So, the goal is to perform multivariate classification: based on a set of observations, I want to predict the correct class. Let us first consider that there are four observations, $a,b,c,d$:

enter image description here

Now, for each pair of observations, I have trained a classifier which outputs a class probability distribution based on these two observations. For example, for observations $a$ and $b$, I know $p(y|a,b)$:

enter image description here

What I now want to enforce, is that all observations are actually from the same class. So, I want $p(y|a,b)$ to be high for one class, and $p(y|c,d)$ to also be high for that class, as well as $p(y|b,c)$, and so on. In this way, I could represent each pair of observations as a single node in a graphical model, and make the model fully connected:

enter image description here

My questions is: How do I find the most likely class, $\hat{y}$? Formally, I want to solve the following:

$\hat{y} = \text{argmax}_y \text{ } p(y\text{ }|\text{ }p(y|a,b), p(y|b,c), p(y|c,d), p(y|a,d), p(y|a,c), p(y|b,d)\text{ })$

So I basically want to take a set of "weak" classifiers, and create a "strong" classifier.

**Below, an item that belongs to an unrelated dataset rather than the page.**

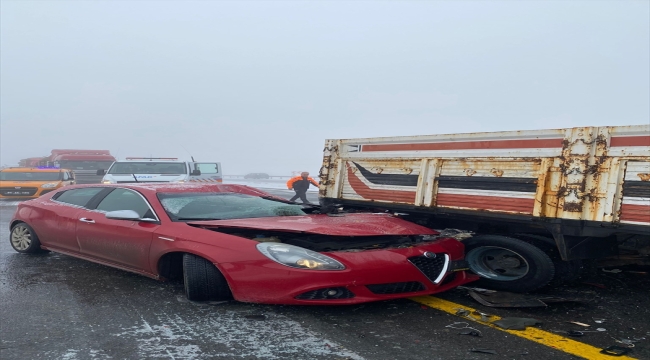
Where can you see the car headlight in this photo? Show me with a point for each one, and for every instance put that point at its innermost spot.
(297, 257)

By modeling it as a graphical model, the "energy" of the model could be represented by (i) the probability distributions for each pair of observations, and (ii) the pairwise terms which enforce that all observations are assigned to the same class.

Any ideas on how to do this? It reminds me of a Markov Random Field, except that (i) it is fully connected, and (ii) the pairwise cost for having different class assignments is infinite.

Thanks for any help!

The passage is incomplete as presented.